BACKGROUND: Hypomethylation in long interspersed nucleotide element-1 (LINE-1) and high-degree microsatellite instability (MSI-high) in colorectal cancer (CRC) have been associated with inferior and superior survival, respectively; however, it remains uncertain whether the prognostic association of LINE-1 hypomethylation differs by MSI status. We hypothesized that the adverse prognostic association of LINE-1 hypomethylation might be stronger in MSI-high CRCs than in microsatellite stable (MSS) CRCs.
METHODS: Utilizing 1211 CRCs in the Nurses' Health Study and the Health Professionals Follow-up Study, we examined patient survival according to LINE-1 hypomethylation status in strata of MSI status. A Cox proportional hazards model was used to compute multivariable CRC-specific mortality hazard ratios (HRs) for a 10% decrease in LINE-1 methylation level (range = 23.1-93.1%), adjusting for potential confounders, including CpG island methylator phenotype, and KRAS, BRAF, and PIK3CA mutations. Statistical tests (log-rank test, chi-square test, and likelihood ratio test) were two-sided.

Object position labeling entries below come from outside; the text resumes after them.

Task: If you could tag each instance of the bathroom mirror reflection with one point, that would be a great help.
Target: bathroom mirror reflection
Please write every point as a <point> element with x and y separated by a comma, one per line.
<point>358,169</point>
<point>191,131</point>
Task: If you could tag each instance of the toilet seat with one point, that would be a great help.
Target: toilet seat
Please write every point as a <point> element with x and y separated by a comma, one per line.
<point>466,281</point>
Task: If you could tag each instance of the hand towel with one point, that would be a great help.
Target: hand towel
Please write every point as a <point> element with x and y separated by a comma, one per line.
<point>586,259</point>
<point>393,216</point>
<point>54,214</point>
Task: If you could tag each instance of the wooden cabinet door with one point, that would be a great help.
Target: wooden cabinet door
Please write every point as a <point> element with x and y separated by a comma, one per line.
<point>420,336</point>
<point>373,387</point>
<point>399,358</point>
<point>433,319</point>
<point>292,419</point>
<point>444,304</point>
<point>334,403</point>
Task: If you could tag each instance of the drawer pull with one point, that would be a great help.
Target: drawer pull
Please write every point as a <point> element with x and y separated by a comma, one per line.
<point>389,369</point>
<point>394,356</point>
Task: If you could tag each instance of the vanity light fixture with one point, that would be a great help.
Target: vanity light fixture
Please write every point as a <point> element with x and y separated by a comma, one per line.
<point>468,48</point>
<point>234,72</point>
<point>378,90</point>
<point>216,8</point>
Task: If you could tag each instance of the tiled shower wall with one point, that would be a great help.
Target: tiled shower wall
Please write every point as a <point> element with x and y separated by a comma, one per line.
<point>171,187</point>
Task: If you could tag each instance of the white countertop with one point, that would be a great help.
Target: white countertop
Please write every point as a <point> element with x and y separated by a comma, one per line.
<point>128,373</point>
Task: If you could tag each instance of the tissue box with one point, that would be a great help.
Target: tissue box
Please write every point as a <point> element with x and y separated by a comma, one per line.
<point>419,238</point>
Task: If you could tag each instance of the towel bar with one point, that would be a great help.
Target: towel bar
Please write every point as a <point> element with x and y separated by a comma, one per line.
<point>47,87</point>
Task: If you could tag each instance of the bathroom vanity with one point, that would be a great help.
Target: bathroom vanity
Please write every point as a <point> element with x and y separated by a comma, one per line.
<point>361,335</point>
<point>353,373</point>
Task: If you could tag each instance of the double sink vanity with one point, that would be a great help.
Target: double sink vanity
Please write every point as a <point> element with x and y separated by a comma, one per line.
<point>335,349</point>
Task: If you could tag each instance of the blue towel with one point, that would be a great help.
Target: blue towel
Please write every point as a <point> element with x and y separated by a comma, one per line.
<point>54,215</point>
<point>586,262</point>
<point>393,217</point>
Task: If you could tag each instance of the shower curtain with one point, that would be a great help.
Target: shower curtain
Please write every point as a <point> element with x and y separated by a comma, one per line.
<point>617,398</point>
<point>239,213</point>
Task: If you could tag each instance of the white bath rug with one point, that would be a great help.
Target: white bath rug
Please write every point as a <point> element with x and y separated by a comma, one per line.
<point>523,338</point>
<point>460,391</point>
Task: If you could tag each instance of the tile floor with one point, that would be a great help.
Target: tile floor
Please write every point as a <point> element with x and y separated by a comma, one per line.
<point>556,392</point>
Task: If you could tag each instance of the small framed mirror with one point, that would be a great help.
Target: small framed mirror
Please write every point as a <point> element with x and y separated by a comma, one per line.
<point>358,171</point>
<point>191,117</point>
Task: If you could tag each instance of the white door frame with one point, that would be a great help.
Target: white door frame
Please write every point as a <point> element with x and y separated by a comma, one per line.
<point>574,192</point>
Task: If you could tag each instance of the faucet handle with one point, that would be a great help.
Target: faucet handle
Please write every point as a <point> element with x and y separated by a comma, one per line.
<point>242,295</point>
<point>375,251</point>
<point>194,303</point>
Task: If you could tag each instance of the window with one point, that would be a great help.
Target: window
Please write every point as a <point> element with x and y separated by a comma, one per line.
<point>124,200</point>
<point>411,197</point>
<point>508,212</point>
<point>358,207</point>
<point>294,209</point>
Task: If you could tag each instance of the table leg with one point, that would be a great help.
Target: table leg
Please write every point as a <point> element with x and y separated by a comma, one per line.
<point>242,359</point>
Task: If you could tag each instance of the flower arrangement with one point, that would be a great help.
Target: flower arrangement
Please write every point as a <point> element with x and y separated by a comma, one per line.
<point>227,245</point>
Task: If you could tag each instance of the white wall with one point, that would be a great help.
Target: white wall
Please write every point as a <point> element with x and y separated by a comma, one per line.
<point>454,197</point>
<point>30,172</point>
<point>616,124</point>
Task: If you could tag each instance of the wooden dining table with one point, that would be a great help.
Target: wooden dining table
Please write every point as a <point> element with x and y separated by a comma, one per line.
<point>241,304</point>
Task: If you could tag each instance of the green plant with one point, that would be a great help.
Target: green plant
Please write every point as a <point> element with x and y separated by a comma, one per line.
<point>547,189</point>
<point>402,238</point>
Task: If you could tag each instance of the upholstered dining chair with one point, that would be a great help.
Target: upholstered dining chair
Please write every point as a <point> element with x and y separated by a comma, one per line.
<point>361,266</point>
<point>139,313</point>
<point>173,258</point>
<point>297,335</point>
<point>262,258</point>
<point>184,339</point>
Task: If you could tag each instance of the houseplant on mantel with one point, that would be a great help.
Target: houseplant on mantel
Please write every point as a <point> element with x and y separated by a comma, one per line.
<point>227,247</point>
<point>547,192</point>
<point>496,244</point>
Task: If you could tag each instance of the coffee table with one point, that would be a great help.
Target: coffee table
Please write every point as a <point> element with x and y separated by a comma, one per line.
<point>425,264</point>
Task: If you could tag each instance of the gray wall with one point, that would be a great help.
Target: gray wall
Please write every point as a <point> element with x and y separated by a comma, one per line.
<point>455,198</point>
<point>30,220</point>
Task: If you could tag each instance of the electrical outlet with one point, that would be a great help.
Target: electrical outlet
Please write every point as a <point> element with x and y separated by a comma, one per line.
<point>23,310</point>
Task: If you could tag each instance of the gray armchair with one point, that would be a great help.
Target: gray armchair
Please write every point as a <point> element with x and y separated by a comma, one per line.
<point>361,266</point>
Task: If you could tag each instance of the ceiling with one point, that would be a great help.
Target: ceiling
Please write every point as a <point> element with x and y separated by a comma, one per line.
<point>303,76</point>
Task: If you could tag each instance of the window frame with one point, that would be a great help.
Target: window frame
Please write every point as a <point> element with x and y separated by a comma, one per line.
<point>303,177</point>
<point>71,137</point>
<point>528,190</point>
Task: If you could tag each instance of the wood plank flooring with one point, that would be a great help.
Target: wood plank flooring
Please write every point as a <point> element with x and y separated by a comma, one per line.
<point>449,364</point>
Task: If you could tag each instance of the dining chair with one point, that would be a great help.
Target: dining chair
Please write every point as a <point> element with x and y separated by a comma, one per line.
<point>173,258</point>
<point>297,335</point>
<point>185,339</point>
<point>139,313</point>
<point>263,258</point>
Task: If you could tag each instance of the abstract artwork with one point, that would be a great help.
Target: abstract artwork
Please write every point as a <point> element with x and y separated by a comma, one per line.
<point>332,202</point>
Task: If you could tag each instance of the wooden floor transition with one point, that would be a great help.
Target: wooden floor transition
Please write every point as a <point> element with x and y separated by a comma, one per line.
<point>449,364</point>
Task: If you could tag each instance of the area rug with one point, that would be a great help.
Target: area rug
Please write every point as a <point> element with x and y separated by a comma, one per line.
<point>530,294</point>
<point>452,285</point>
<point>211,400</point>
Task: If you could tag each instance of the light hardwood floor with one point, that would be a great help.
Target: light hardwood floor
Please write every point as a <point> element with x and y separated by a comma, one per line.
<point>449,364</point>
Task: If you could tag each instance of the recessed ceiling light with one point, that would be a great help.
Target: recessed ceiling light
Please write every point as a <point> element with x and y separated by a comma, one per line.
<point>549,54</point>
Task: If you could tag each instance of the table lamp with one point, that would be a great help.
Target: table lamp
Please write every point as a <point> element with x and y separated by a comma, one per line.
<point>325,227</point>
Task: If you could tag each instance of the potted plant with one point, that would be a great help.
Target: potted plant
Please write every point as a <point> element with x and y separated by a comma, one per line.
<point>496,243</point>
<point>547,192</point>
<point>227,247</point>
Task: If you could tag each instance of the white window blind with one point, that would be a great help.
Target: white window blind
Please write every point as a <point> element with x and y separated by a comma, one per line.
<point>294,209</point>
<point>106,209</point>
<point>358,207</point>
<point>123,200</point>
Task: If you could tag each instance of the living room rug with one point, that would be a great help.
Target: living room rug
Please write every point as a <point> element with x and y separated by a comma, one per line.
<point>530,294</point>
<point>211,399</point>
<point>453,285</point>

RESULTS: In MSI-high cancers, the association of LINE-1 hypomethylation with higher mortality (HR = 2.45, 95% confidence interval [CI] = 1.64 to 3.66, P < .001) was stronger than that in MSS cancers (HR = 1.10, 95% CI = 0.98 to 1.24, P = .11) (P interaction < .001, between LINE-1 and MSI statuses). In MSI-high cases with CRC family history, the association of LINE-1 hypomethylation with higher mortality (HR = 5.13, 95% CI = 1.99 to 13.2; P < .001) was stronger than that in MSI-high cases without CRC family history (HR = 1.62, 95% CI = 0.89 to 2.94, P = .11) (P interaction = .02, between LINE-1 and CRC family history statuses).
CONCLUSIONS: The association of LINE-1 hypomethylation with inferior survival is stronger in MSI-high CRCs than in MSS CRCs. Tumor LINE-1 methylation level may be a useful prognostic biomarker to identify aggressive carcinomas among MSI-high CRCs.